言外に『諦めろ』と促す彼に、私は尚も食らいつく。

「確かにコントロールは出来ないかもしれませんが、相手は魔物の大群(・・)なんですよね?なら、威力を気にせず派手に攻撃を仕掛ければ……」

「却下だ。討伐隊がどこに居るのかも分からない状況で、大技を何度も仕掛けるなんて馬鹿にも程がある。
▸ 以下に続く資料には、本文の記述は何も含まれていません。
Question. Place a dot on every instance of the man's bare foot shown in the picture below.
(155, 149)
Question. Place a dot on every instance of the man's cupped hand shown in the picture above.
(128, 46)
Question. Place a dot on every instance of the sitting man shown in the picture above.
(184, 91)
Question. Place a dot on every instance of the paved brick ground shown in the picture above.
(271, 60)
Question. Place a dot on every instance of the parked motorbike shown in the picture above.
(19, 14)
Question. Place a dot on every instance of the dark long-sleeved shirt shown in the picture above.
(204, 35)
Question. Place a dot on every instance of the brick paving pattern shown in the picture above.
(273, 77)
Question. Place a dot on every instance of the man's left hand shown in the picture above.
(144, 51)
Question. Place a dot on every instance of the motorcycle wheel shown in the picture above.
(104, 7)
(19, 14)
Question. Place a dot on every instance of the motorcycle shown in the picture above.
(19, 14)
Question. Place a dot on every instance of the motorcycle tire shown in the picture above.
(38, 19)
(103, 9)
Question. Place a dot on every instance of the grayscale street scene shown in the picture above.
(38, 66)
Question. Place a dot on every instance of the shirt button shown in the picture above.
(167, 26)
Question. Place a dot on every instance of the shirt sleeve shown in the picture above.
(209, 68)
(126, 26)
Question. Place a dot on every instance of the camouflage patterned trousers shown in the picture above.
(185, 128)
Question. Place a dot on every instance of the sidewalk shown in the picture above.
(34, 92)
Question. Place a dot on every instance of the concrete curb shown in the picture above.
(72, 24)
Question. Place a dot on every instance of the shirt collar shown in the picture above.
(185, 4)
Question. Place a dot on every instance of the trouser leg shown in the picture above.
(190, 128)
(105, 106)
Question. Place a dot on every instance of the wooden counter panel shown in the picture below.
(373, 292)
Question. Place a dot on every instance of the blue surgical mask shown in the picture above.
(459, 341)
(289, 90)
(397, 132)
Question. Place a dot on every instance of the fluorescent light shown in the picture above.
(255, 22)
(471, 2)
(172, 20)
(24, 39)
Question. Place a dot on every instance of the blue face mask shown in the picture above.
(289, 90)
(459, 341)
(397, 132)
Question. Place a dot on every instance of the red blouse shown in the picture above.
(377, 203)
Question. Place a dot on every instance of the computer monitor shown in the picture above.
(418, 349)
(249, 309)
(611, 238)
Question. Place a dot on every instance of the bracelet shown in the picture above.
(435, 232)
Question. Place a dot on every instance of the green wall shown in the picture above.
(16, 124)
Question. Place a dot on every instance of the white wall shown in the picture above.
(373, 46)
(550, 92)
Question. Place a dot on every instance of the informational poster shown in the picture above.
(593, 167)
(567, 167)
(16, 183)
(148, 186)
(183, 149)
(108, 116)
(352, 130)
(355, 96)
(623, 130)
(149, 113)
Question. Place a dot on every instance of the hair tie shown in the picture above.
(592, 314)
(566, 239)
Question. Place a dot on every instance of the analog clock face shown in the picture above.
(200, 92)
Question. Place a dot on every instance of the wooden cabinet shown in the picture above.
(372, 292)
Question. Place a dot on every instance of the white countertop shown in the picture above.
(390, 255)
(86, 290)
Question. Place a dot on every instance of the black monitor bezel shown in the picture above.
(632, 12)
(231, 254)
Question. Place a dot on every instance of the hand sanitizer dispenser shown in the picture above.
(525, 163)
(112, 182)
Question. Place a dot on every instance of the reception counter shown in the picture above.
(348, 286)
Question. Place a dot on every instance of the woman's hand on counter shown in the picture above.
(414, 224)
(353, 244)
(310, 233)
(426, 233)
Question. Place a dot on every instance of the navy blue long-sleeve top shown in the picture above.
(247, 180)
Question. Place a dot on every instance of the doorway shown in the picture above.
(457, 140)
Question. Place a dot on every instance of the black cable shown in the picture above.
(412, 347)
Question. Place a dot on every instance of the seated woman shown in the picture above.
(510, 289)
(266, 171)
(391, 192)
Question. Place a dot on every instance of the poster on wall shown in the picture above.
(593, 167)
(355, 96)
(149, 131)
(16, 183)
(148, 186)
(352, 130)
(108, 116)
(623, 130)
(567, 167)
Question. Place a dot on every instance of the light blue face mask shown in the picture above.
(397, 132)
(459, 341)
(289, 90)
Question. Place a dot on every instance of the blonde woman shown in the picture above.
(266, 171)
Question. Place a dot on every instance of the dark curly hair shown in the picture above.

もし、仲間に当たったらどうするんだ」

 『それこそ、大惨事だぞ』と現実を突きつけ、兄はアレン小公爵の手を振り払う。
そろそろ本気で行動を開始しようとする彼を前に、私は焦りを覚えた。

 早く何か言わないと……このままじゃ、本当に一人で行ってしまう。

 『説得材料を探さなくては』と躍起になり、私は視線をさまよわせる。
その時、ふと────サンストーンの瞳と目が合った。
どこか凛々しい光を宿すソレに瞠目すると、不意に頭を撫でられる。
『まるで、俺に任せろ』とでも言うように。

「とにかく、リディアはここで大人しく……」

「────なあ、リディアから魔力を分けてもらってニクスが攻撃するのはどうだ?」

 兄の行く手を阻むように立ち塞がり、意見を述べたのは────他の誰でもない、リエート卿だった。